Effect of early (defective) PR. On the facts of the case, the High Court found that the applicant was estopped from challenging the invalid PR.

  1. The High Court held that the invalid PR only went towards the adjudicator's substantive jurisdiction, with his threshold jurisdiction remaining intact ([31]).
  2. The High Court then held that the applicant was estopped from challenging the adjudication determination in question based on the invalid PR ([33]).
  3. This is because there was a duty on the applicant to speak against the invalid PR (at [38] – [39]).
  4. In particular, when the respondent sent a tax invoice (which accepted the response amount) without any objection and the applicant kept quiet until the time for the applicant to issue a valid payment response lapse, the "silence and inaction amounted to an unequivocal representation by the applicant that it would not insist on its legal right to serve its payment response later (ie, within 14 days after the deemed date of service of the payment claim) and thus would not seek to invalidate any adjudication on the basis of an invalid payment response" (at [39]).
  5. And this representation was relied upon by the respondent to its detriment (at [40]), as the respondent then missed the deadline to "to file an adjudication application on the basis that the applicant "fail[ed] to provide a payment response" (s 12(2)(b) SOPA). Hence, the respondent could only submit its Adjudication Application on the basis of an accepted response amount that is not fully paid." (at [41]).

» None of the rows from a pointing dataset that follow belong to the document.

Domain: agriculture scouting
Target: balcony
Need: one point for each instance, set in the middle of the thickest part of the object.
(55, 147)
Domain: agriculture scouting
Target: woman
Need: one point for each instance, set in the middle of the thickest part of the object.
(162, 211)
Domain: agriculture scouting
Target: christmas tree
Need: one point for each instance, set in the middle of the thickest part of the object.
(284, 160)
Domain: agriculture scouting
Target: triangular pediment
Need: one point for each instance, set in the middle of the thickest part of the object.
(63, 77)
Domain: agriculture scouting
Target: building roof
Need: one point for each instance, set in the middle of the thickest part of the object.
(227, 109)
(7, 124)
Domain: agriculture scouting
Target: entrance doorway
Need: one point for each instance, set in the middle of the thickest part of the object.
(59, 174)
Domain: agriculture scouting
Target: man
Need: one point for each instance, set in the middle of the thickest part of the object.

Reading this, it appeared to weigh on the High Court that the applicant had failed to object to the validity of its own PR before the end of the dispute settlement period, thereby "depriving" the claimant-respondent of the opportunity to commence an adjudication based on either a disputed payment response / no payment response.

This is because based on the timelines, if the PC was deemed to be served on 31 July 2023, then the payment response was due 14 days thereafter (as the contract did not provide for the date for service of the payment response; see [18]). If so, then the dispute settlement period would end on 15 August 2023 (factoring the public holiday on national day), and the entitlement to commence an adjudication would have expired on 23 August 2023.

However, what if the respondent took the position that the PR was invalid, and hence commenced an adjudication based on the applicant's failure to serve any valid payment response? Would the applicant be entitled to rely on an argument of estoppel and claim that, as the respondent had issued the tax invoice accepting the response amount, it was no longer open to the applicant to commence adjudication on the basis of no valid payment response, bearing in mind s. 12(3) SOPA? We leave our readers with this food for thought.

Conclusion. Nonetheless, when it comes to SOPA, one of the key things to take note is that if you are in the position of a respondent, it is crucial to ensure that a proper payment response is provided.

A failure to serve a proper payment response or a failure to adequately set out the reasons for withholding payment in the payment response often severely prejudices the respondent by limiting the range of possible arguments the respondent can make during an adjudication.

However, as this case demonstrates, an early payment response may also lead to issues. If you accidentally issue a payment response early, the prudent course of action would be to withdraw and supersede the payment response with a proper payment response in accordance with the mechanism under SOPA. A failure to withdraw the said early payment response may mean that you may be estopped from resiling from the position taken in that payment response to your detriment.

The content of this article is intended to provide a general guide to the subject matter. Specialist advice should be sought about your specific circumstances.